Is there some kind of math test or function that can predict irrationality?

Last question:

Is there some function or procedure that can turn any irrational number into a rational one? - 30 May '14 13:49

The last one is easy:*Originally posted by sonhouse***So PI is irrational, and on a game show they said the 5th root of 64 is irrational. Is that root really irrational?**

How can you tell if a number like that is going to be irrational or not?

Is there some kind of math test or function that can predict irrationality?

Last question:

Is there some function or procedure that can turn any irrational number into a rational one?

Say that the number x is irrational, then the function f(x) = 0*x is not only rational but also natural. - 30 May '14 14:42 / 5 edits

Or f(x)=x/0 maybe also*Originally posted by FabianFnas***The last one is easy:**

Say that the number x is irrational, then the function f(x) = 0*x is not only rational but also natural.

I was however, thinking of maybe real numbers greater than zero

So I found this, proof that the square root of 2 is irrational.

The proof that square root of 2 is irrational:

Let's suppose sqr root of 2 were a rational number. Then we can write it sqr root 2 = a/b where a,b are whole numbers, b not zero.

We additionally assume that this a/b is simplified to the lowest terms, since that can obviously be done with any fraction. Notice that in order for a/b to be in its simplest terms, both a and b must be not be even. One or both must be odd. Otherwise, you could simplify.
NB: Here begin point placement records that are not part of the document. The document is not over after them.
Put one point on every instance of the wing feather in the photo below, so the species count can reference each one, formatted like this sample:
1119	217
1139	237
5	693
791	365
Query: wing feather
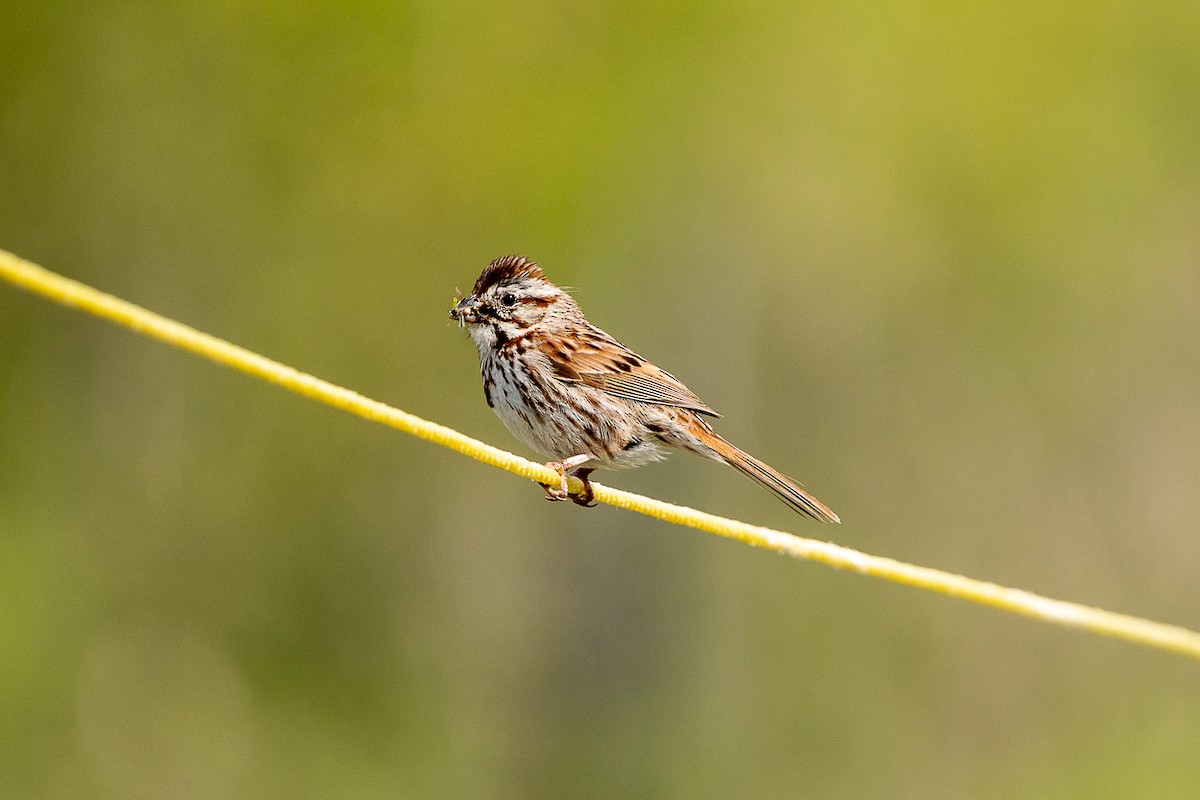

From the equality sqr root 2 = a/b it follows that 2 = a^2/b^2, or a^2 = 2 * b^2. So the square of a is an even number since it is two times something. From this we can know that a itself is also an even number. Why? Because it can't be odd; if a itself was odd, then a * a would be odd too. Odd number times odd number is always odd. Check if you don't believe that!

Okay, if a itself is an even number, then a is 2 times some other whole number, or a = 2k where k is this other number. We don't need to know exactly what k is; it won't matter. Soon is coming the contradiction:

If we substitute a = 2k into the original equation 2 = a^/b^2, this is what we get:

2 = (2k)^2/b^2

2 = 4k^2/b^2

2*b2 = 4k^2

b2 = 2k^2.

This means b^2 is even, from which follows again that b itself is an even number!!!

WHY is that a contradiction? Because we started the whole process saying that a/b is simplified to the lowest terms, and now it turns out that a and b would both be even. So the square root of 2 cannot be rational.

I'm still digesting this! - 23 Jul '14 19:49Proof that the 5th root of 64 is irrational.

Suppose not and that it is a/b where a and b are coprime ie have no factor in common. Now factorise both a and b into prime factors. As a and b are coprime then they must have no prime factor in common and hence a^5 and b^5 also have no prime factors in common and a^5=(2^6)*(b^5). Comparing powers of 2 says that 2 divides a and hence not b. But then the power of 2 appearing on the LHS must be a multiple of 5 but the power of 2 appearing on the RHS is 6. This is a contradiction.